News
TeraShake: SDSC Simulates the 'Big One'
Published November 30, 2004
by Paul Tooby, SDSC Senior Science Writer
Everyone knows that the "big one" is coming - a major earthquake on the San Andreas fault. The southern part of the fault has not seen a major event since 1690, and the accumulated movement may amount to as much as six meters, setting the stage for an earthquake that could be as large as magnitude 7.7. But scientists and engineers want to know in more detail just how intensely the earth will shake during such an event - and what impact this will have on structures, particularly in the populated sediment - filled basins of Southern California and northern Mexico.
Now, a collaboration of 33 earthquake scientists, computer scientists, and others from eight institutions has produced the largest and most detailed simulation yet of just what may happen during a major earthquake on the southern San Andreas fault. The simulation, known as TeraShake, used the new 10 teraflops DataStar supercomputer and large-scale data resources of the San Diego Supercomputer Center (SDSC) at UC San Diego (UCSD).

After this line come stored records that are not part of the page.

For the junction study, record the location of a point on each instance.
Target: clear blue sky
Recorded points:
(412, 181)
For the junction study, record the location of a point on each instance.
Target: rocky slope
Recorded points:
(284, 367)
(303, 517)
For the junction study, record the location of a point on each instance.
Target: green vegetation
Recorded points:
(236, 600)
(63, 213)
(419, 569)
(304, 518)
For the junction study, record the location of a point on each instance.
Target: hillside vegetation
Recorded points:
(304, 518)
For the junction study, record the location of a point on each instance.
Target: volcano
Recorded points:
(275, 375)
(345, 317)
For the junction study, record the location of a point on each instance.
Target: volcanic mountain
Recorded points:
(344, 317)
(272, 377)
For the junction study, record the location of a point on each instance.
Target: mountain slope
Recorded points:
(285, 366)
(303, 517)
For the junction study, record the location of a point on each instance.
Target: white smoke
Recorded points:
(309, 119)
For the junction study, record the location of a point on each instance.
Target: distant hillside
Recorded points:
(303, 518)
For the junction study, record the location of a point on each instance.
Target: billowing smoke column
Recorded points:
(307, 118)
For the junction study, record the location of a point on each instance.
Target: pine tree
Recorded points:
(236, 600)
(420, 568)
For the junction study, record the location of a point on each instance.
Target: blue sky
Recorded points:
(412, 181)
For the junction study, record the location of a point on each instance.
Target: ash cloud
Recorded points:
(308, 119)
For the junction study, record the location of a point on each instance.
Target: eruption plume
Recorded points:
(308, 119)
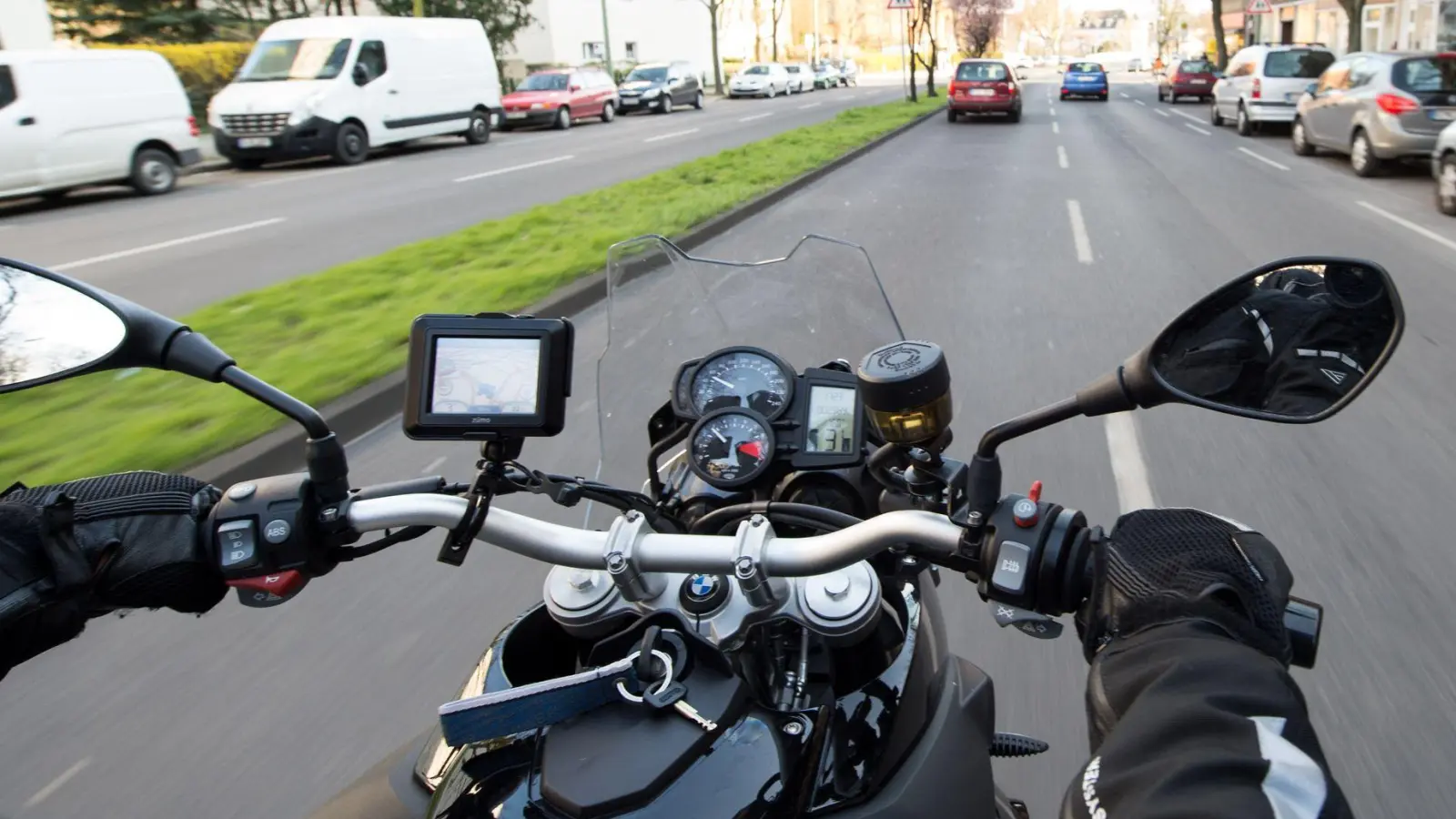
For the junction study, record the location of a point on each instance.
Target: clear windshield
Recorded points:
(315, 58)
(820, 302)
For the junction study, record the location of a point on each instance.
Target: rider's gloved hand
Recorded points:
(79, 550)
(1161, 566)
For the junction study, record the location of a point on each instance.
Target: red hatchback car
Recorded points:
(985, 86)
(561, 96)
(1190, 77)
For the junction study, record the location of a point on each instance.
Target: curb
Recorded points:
(368, 409)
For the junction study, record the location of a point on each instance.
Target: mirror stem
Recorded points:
(278, 399)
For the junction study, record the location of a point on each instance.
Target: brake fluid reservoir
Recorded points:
(906, 388)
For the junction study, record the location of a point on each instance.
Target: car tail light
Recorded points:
(1397, 104)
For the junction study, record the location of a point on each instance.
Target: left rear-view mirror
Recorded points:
(50, 329)
(1295, 341)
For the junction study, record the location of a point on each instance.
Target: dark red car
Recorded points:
(560, 96)
(1190, 77)
(985, 86)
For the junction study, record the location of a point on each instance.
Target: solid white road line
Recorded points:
(165, 245)
(1410, 225)
(1079, 232)
(499, 171)
(670, 136)
(1264, 159)
(1128, 468)
(56, 784)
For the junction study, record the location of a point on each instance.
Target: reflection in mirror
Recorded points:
(47, 329)
(1292, 343)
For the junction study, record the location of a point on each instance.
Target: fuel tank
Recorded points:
(897, 745)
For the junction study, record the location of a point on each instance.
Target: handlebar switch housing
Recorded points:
(262, 538)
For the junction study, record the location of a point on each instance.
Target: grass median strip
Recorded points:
(324, 336)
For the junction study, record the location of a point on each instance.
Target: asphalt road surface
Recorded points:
(230, 232)
(973, 227)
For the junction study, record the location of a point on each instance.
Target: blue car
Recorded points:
(1084, 79)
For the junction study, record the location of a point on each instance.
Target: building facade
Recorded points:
(25, 24)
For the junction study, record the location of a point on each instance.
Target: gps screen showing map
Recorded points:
(485, 376)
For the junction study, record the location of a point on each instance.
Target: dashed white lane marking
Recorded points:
(56, 784)
(514, 167)
(1128, 468)
(1079, 232)
(1410, 225)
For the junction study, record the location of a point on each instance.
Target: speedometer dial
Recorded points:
(743, 378)
(732, 448)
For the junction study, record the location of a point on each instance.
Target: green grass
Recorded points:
(331, 332)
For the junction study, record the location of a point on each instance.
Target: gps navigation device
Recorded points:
(488, 376)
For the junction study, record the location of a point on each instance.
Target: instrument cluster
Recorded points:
(750, 410)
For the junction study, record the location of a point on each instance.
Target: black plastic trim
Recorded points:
(427, 120)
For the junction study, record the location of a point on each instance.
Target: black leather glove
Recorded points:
(1168, 564)
(79, 550)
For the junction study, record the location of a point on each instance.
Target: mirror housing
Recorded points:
(1293, 341)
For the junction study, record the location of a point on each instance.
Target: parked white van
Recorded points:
(339, 86)
(75, 118)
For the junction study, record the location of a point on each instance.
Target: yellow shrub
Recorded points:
(203, 67)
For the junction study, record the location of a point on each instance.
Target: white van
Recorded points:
(339, 86)
(75, 118)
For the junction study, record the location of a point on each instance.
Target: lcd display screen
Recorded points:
(832, 420)
(485, 376)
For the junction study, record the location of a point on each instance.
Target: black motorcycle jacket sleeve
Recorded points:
(1187, 722)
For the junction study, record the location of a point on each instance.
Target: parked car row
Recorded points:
(772, 79)
(1376, 108)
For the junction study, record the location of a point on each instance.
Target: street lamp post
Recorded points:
(606, 41)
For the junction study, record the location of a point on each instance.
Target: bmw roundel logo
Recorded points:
(703, 586)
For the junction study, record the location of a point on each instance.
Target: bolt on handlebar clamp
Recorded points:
(622, 560)
(747, 567)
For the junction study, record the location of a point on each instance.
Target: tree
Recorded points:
(500, 18)
(1171, 16)
(126, 22)
(977, 24)
(715, 15)
(776, 9)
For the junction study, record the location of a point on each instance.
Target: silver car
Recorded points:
(1443, 165)
(1378, 108)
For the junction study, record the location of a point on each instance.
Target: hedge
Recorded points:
(203, 67)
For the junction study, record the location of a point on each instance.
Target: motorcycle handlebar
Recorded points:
(926, 533)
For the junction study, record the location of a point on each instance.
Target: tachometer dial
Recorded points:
(742, 379)
(732, 448)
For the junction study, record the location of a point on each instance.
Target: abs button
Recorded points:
(703, 593)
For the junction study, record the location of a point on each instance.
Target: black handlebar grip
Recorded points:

The collaboration is led by Tom Jordan, director of the Southern California Earthquake Center (SCEC) and professor of Earth Sciences at the University of Southern California (USC), under the SCEC Community Modeling Environment (SCEC/CME) NSF Information Technology Research grant. "In addition to enriching our understanding of the basic science of earthquakes," said Jordan, "the TeraShake simulation will contribute to estimating seismic risk, planning emergency preparation, and designing the next generation of earthquake- resistant structures, potentially saving lives and property." Professor J. Bernard Minster of the Institute of Geophysics and Planetary Physics (IGPP/SIO/UCSD), Reagan Moore, Distinguished Scientist and director of SDSC's SRB program, and Carl Kesselman, Director of the Center for Grid Technologies at USC's Information Sciences Institute (ISI) are co-PIs of the project.
The TeraShake simulation is a good example of cyberinfrastructure, involving not only large computation but also massive data and visualization. "The simulation generated 47 TB of data in a little more than four days," said Moore. "This required archiving 10 TB of data per day, the highest rate ever sustained for a single simulation at SDSC." Forty-seven TB, or 47,000 GB, is equivalent to about 47 million books, or nearly five times the printed collection of the Library of Congress.
To carry out this complex simulation required sustained cooperation among many people. "TeraShake is an outstanding example of interdisciplinary collaboration between the SCEC earthquake scientists and the core groups at SDSC, as well as the other participants in this groundbreaking research," said Moore.
Big Earthquake Impacts
The TeraShake simulation modeled the earth shaking that would rattle Southern California if a 230 kilometer section of the San Andreas fault ruptured from north to south, beginning near Wrightwood, California and producing a magnitude 7.7 earthquake.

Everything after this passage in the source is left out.